In the Dred Scott decision it was solemnly decided that a man of African descent, whether a slave or not, was not, and could not be, a citizen of a State or of the United States. The Supreme Court held on the even tenor of its way, and in the Rebellion that tribunal was about the last fort to surrender.

The moment the 13th Amendment was adopted, the slaves became freemen. The distinction between "white" and "colored" vanished. The negroes became as though they had never been slaves—as though they had always been free—as though they had been white. They became citizens—they became a part of "the people," and "the people" constituted the State, and it was the State thus constituted that was entitled to the constitutional guarantee of a republican government.

These freed men became citizens—became a part of the State in which they lived.
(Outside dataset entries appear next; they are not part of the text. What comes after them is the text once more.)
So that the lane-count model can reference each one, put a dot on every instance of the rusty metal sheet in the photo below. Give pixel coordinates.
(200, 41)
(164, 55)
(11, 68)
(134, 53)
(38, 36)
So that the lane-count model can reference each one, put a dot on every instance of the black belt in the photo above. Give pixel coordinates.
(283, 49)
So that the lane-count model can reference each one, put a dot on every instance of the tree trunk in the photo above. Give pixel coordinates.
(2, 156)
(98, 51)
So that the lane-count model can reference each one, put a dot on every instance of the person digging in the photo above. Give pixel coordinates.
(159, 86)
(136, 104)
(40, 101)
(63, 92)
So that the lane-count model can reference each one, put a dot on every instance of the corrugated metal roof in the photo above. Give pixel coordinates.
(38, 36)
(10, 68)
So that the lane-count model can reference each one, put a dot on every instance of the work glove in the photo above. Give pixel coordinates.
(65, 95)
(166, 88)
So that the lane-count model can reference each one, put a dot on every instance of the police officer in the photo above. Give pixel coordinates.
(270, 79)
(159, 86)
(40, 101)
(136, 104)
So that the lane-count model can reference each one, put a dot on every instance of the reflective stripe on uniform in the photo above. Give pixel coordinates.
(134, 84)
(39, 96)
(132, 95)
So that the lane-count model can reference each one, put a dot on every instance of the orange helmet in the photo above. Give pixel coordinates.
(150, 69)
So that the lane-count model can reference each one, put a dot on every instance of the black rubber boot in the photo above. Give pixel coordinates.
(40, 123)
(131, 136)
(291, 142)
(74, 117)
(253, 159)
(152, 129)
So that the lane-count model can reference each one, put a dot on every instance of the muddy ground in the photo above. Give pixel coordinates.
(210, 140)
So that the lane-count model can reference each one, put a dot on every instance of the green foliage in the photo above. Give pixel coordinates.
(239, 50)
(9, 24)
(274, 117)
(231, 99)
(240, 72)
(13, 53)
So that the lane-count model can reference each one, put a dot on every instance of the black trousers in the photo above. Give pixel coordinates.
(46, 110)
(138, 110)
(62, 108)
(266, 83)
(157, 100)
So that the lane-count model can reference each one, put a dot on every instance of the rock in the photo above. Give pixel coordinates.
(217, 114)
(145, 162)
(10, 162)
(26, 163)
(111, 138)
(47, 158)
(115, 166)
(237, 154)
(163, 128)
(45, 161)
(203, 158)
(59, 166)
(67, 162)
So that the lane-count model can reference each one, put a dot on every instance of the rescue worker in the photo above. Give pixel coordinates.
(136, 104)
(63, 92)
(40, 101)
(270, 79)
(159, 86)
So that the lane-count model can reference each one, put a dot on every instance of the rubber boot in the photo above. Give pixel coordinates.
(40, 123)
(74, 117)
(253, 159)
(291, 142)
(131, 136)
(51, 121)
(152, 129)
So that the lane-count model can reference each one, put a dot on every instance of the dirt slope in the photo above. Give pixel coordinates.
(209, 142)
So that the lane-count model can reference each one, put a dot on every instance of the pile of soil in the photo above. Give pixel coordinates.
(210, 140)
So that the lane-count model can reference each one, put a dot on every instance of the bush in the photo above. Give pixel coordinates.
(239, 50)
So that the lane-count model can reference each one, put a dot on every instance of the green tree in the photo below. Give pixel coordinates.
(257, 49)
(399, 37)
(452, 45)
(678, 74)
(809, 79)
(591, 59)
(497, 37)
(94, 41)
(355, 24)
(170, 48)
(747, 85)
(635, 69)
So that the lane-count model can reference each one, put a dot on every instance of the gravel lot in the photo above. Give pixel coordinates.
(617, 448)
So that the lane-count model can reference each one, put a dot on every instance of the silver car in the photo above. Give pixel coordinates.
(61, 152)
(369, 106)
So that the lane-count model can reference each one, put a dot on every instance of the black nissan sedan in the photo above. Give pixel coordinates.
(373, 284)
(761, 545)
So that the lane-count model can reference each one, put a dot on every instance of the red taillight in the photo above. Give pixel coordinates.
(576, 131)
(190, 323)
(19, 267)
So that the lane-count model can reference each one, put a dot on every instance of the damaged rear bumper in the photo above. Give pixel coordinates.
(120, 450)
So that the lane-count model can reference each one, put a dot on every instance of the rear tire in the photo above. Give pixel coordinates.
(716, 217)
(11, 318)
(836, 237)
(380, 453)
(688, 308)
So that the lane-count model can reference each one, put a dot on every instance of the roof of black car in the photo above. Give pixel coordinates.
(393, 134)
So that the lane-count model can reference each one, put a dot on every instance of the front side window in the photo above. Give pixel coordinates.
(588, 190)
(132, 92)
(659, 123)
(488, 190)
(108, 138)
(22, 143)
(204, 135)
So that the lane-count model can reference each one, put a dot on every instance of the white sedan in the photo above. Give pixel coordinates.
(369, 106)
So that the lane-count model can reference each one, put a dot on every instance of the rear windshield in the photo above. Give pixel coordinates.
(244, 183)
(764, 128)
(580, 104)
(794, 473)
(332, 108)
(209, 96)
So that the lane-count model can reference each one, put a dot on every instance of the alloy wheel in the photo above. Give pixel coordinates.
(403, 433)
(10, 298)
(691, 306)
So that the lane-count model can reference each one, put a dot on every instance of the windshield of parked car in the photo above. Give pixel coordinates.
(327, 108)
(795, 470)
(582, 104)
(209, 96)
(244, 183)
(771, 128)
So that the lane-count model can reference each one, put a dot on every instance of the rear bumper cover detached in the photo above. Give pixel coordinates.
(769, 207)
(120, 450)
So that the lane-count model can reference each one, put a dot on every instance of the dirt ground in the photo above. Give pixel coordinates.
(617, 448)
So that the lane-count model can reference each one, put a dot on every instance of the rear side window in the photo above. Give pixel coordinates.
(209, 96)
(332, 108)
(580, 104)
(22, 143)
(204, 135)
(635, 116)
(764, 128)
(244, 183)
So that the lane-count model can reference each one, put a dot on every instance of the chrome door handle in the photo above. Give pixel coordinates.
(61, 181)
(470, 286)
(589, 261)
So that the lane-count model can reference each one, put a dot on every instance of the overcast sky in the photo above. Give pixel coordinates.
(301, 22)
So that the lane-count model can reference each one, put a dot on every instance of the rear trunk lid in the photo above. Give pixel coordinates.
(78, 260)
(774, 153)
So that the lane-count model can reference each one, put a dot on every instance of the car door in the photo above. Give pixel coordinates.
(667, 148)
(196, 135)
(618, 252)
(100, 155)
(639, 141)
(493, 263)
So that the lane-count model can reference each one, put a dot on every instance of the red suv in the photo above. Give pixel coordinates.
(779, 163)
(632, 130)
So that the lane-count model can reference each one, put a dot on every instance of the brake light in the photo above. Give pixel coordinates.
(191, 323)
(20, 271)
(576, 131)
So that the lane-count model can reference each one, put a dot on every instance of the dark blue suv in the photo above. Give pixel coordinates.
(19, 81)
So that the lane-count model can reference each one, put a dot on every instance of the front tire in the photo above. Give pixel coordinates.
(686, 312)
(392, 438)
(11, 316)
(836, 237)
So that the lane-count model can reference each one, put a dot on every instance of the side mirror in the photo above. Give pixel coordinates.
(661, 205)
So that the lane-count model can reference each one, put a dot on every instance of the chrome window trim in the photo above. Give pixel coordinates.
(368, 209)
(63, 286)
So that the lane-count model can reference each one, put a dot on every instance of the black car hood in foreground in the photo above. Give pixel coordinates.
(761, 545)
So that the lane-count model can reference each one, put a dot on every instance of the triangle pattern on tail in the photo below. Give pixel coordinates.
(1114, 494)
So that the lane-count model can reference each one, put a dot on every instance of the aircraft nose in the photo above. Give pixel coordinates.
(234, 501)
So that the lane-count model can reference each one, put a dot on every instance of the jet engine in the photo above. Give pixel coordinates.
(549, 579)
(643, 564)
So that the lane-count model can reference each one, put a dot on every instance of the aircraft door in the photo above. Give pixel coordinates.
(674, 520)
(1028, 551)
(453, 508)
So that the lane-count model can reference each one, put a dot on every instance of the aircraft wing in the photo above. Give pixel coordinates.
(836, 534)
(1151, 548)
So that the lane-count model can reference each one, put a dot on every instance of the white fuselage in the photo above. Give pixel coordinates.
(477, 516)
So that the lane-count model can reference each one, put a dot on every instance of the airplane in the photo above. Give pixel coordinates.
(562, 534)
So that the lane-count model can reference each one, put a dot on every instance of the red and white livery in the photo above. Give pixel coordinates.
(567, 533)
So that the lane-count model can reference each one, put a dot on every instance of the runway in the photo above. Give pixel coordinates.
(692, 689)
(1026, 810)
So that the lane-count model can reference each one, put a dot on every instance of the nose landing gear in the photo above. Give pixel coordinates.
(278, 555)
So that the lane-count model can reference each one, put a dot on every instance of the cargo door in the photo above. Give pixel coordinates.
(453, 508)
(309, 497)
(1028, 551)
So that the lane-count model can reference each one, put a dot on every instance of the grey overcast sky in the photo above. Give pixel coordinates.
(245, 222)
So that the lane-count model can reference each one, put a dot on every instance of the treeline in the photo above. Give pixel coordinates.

The highest and noblest definition of a State, in our Reports, was given by Justice Wilson, in the case of Chisholm, &c., vs. Georgia;

"By a State, I mean a complete body of free persons, united for their common benefit, to enjoy peaceably what is their own, and to do justice to others."

Chief Justice Chase declared that:

"The people, in whatever territory dwelling, whether temporarily or permanently, or whether organized under regular government, or united by less definite relations, constitute the State."

Now, if the people, the moment the 13th Amendment was adopted were all free, and if these people constituted the State; if, under the Constitution of the United States, every State is guaranteed a republican government, then it is the duty of the General Government to see to it that every State has such a government. If distinctions are made between free men on account of race or color, the government is not republican. The manner in which this guarantee of a republican form of government is to be enforced or made good, must be left to the wisdom and discretion of Congress.

The 13th Amendment not only destroyed, but it built. It destroyed the slave-pen, and on its site erected the temple of Liberty. It did not simply free slaves—it made citizens. It repealed every statute that upheld slavery. It erased from every Report every decision against freedom. It took the word "white" from every law, and blotted from the Constitution all clauses acknowledging property in man.

If, then, all the people in each State, were, by virtue of the 13th Amendment, free, what right had a majority to enslave a minority? What right had a majority to make any distinctions between free men? What right had a majority to take from a minority any privilege, or any immunity, to which they were entitled as free men? What right had the majority to make that unequal which the Constitution made equal?